Ne eğitimde ne de istihdamda olan gençler arasında meslek lisesi mezunları da var. İzmir’de yaşayan 23 yaşındaki O.Y., meslek lisesinin bilgisayar programcılığı bölümünden mezun. Sonrasında Celal Bayar Üniversitesi Bilgisayar programına devam eden O.Y., üniversite eğitimini yarıda bırakmış. Hikâyesi şöyle:

 

"Lisede eğitim alırken bilgisayar programcılığını çok seviyordum aslında. Üniversiteye geçtiğimde okul beni bölümden soğuttu.

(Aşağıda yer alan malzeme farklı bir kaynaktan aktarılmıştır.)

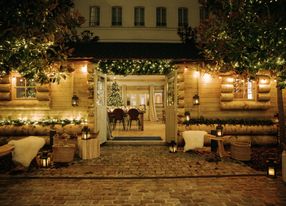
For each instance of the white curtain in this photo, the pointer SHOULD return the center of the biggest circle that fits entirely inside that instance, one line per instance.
(152, 108)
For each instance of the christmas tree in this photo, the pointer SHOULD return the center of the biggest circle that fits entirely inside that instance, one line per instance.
(114, 98)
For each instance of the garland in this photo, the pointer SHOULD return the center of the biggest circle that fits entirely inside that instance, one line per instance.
(44, 122)
(250, 122)
(135, 67)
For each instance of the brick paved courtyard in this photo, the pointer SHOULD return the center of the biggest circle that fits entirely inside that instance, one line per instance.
(143, 175)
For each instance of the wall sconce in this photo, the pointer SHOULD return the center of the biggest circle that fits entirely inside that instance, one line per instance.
(85, 133)
(187, 118)
(271, 168)
(173, 147)
(75, 100)
(196, 100)
(45, 159)
(219, 130)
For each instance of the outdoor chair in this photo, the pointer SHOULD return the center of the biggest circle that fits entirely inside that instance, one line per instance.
(133, 116)
(118, 116)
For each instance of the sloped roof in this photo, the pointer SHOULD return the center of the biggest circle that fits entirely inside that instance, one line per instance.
(104, 50)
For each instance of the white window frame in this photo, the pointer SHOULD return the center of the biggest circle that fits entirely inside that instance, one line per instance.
(139, 16)
(94, 16)
(161, 17)
(244, 89)
(25, 87)
(183, 16)
(116, 19)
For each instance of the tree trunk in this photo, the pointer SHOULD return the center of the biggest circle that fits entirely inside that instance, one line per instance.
(281, 116)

Dersler yetersizdi, hocaların bazıları bizlere ‘bunlardan bir şey olmaz’ gözüyle bakıyordu. İkinci öğretimde okuyordum ve harçlar yüksekti. Çalışmam gerekiyordu. Düğün organizasyonu yapan bir yerde çalışıyordum. Sabah 08.00’den 16.00’a kadar çalışıyordum. Sonra işimin bulunduğu İzmir’den Manisa’daki okuluma gidiyordum. Manisa’da öğrenci evi tutmak için maddi durumum yeterli değildi. KYK yurtlarında da yer yoktu. Akşam 21.00’de de okuldan çıkınca İzmir’e dönüyor, işe devam ediyordum. Düğün masalarını topluyordum. Sonra da çeşitli işlerde çalıştım. Bu şartlarda üniversiteye devam etmek zordu. Askere gittim, dönünce iş bulmak daha kolay olur diye. Dönünce bir mağazada çalışmaya başladım satış sorumlusu olarak ama küçülmeye gittiler işsiz kaldım."

EV İŞLERİ, KARDEŞİMİN OKUL SORUNLARI, ÖDEVLERİ...

20 yaşındaki lise mezunu B.G. İki yıl önce meslek lisesinin aile ve tüketici hizmetleri bölümünden mezun oldu. Üniversiteye devam etmedi, henüz çalışmıyor da. Şöyle konuşuyor:

"Annem ve babam ilkokul mezunu. Annem de babam da asgari ücretle çalışıyor. 2020 yılında liseden mezun oldum. İŞKUR’a başvurdum ama bir sonuç çıkmadı. Yaşadığım yerde fabrikaya da başvurdum ama alanım olmadığı için iş bulamadım. 2. sınıfa giden kardeşime de ben bakıyorum. İlerideki hayatımda üstleneceğim ev içi sorumlulukları şimdiden üstlenmek yorucu oluyor. Ev işleri, kardeşimin okul sorunları, ödevleri... Sosyal hayatım da yok. Çok ufak bir yer burası. Harçlık alıyorum, o da her zaman değil. Çok yük olmayayım diye düşünüp idareli harcıyorum.